From this protocol of experience it is visible that cancellation of a habitual reinforcement leads to quite fast ugasheniye of a conditioned reflex, however up to the end "from a reflex, as a rule, does not die away. More difficultly defensive conditioned reflexes are exposed to an ugasheniye. It is more difficult to ugasit the old, strongly fixed conditioned reflex in comparison with young, just formed. Further, at a hungry dog it is more difficult to ugasit a food conditioned reflex, than at the full. These features of process of an ugasheniye are easily explainable.

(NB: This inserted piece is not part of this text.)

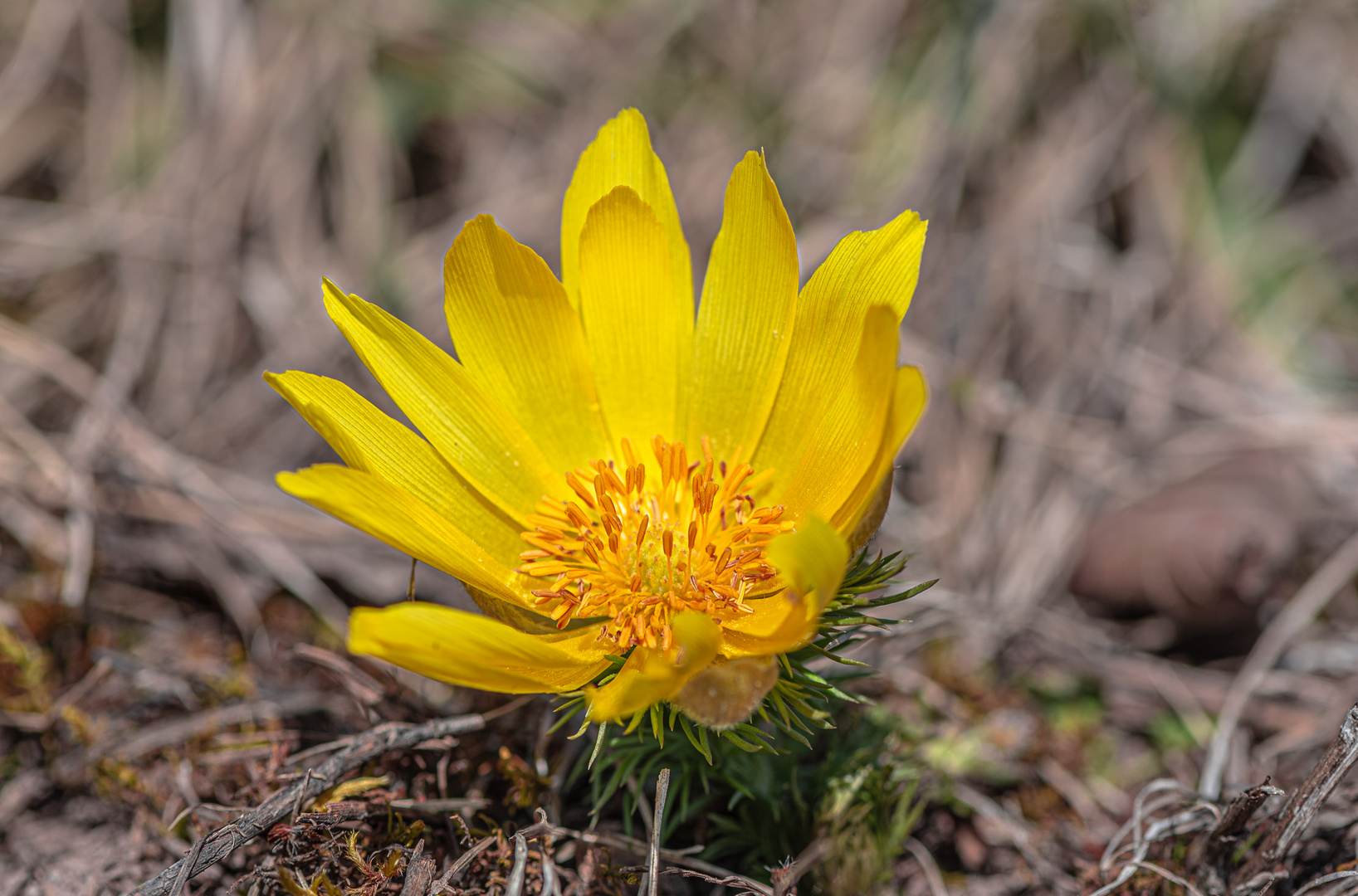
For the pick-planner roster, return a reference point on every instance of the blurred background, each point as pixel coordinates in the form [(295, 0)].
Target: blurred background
[(1138, 309)]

Ultraboundary braking also belongs to the unconditional. It arises at animals and the person when force of a conditional irritant or frequency of its presentation to an animal are too great and surpass a limit of operability of fragile nervous cells of bark of big hemispheres. From here and the name - ultraboundary braking. It can be observed and at action of unconditional irritants. If to include a water tap so that dripped from it, at the dog who is in this room at first the unconditioned approximate reflex will be shown - the dog will approach a sink, will rise by hinder legs, will record a look the dripping water. Then the animal calms down, sits down near a sink and gradually sounds of the falling drops lead to development of ultraboundary braking in those cells of bark of big hemispheres which were excited to data
Conditioned reflexes are studied at different representatives of invertebrate and vertebrate animals. It is shown that at bees conditioned reflexes for various bright colors are well developed. If to paint a half of a little table in red, and other half green color and to put on the zel ache to a half a cup with sweet syrup, all bees will be soon
Comparative researches of speed of development of elementary conditioned reflexes at various animals at observance of the approaches described above allowed to receive results unexpected at first sight. It appeared,
Ugasatelny braking. If at a dog the conditioned slyunootdelitelny reflex is developed, it can be ugasit, having cancelled a habitual food reinforcement. Let's give an example of experiences of Pavlov with an ugasheniye of the food conditioned reflex developed on metronome sounds.
Conditioned reflexes are studied at fishes, amphibious, reptiles, birds and it is especially good at mammals. Among mammals the greatest attention is drawn by dogs and monkeys. Recently interest of scientists is caused by representatives of water mammals - dolphins. Using amazingly friendly attitude of dolphins towards the person, researchers, working with dolphins, develop at them the most difficult tool conditioned reflexes making a basis of circus representations in dolphinariums.
Differentsirovochny braking, providing thin distinction by animals and the person of closely related irritants, promotes specialization of conditioned reflexes, that is exact and correct response to external incentives.